Mouaden / Bigot are talented children but every time I read about the mentality of their coaching team, the coach(es?) remind me of Tutberidze.
There is nothing in common between Eteri Tutberidze and Barbara Piton, except that they are people who are thinking of their sport and their coaching as to where to make a breaking point with their athletes
2002 Igor Shpilband, IAM would be a much more appropriate comparison.
In the case of Russia and Tudberidze, they just mimicked the 90s-early 2000s when youngsters (Baiul, Lipinski, Hughes) waltzed in the international senior level, made a blast in year 1, won their olympic gold medal at 15-16yo the next season, then vanished the year after.
And to eliminate the random factor, they mass produced those pre or barely into puberty girls so they would be so dominant that there was no way the olympic gold would escape them
And Tutberidze success validated their plan.

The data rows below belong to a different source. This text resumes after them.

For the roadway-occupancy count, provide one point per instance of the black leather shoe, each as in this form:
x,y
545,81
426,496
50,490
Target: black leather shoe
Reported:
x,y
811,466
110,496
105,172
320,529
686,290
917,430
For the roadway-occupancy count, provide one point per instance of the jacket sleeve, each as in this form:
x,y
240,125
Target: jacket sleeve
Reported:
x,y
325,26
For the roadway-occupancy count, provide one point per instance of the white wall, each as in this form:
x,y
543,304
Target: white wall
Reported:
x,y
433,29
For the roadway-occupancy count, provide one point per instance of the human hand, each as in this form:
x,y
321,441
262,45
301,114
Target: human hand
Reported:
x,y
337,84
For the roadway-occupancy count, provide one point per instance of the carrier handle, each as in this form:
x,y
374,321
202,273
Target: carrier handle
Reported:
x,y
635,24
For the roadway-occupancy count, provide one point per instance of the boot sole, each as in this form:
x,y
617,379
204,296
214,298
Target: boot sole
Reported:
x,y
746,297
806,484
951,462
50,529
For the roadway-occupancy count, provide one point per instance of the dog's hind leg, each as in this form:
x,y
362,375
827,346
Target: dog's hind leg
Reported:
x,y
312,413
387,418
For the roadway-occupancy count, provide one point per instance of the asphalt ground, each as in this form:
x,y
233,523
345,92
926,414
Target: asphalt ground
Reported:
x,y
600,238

There is little room for individuality and care in that process.
Ice dance doesn't rely on the same premises as female figure skating. The plan can't be to have extremely young light girls for jumps' sake, and you can't waltz in ice dance and pretend to the olympic gold. Careers have to be long term.
Shpilband mastered the newly created CoP elements and trained his dancers especially for them, to the point his programs were looking like lego constructions where you already know all the pieces but they are so solid and so mastered that they win, while everyone else was still struggling with learning how to perform the elements. Be sure that when Virtue/ Moir entered his center, he had a pre-established plan for their career, for the olympics they were aiming at, for when exactly they would have to break through to be in the best position to achieve their goal. A world level coach has to think that way or he/she wouldn't be in the position he/she is otherwise.
IAM has broken his model with its scope. It has considered ice dance like a world market where they thought themselves as the most professionalised center, with the best facilities, a global approach to their athlets' needs. That's why they can brand themselves as "benevolent" as it is engraved in their top international athletes philosophy. And it works.
At senior level.
Now various coaches are thinking about how to upset the apple cart. Zanni, Margaglio. I've long thought that Italy was the first country to try to emulate IAM with their own means. And it shows now.
Barbara Piton is someone who has honed her development skills for a looong time, keeping a low profile, never going above novice level, taking advantage of a french specificity : an ice dance branch that starts as kids learn to skate. And now that Lyon is not the mandatory place to be, that Gailhaguet is gone, she has a window of opportunity she wouldn't be allowed to have otherwise.
But in term of global approach and attention to her skaters' need, she's on the same line as IAM who remains the model to beat. This is no Russia.
She has just aimed at what IAM can't reach : kids. Because their parents won't send them to train on the other side of the world so that age is not "market oriented".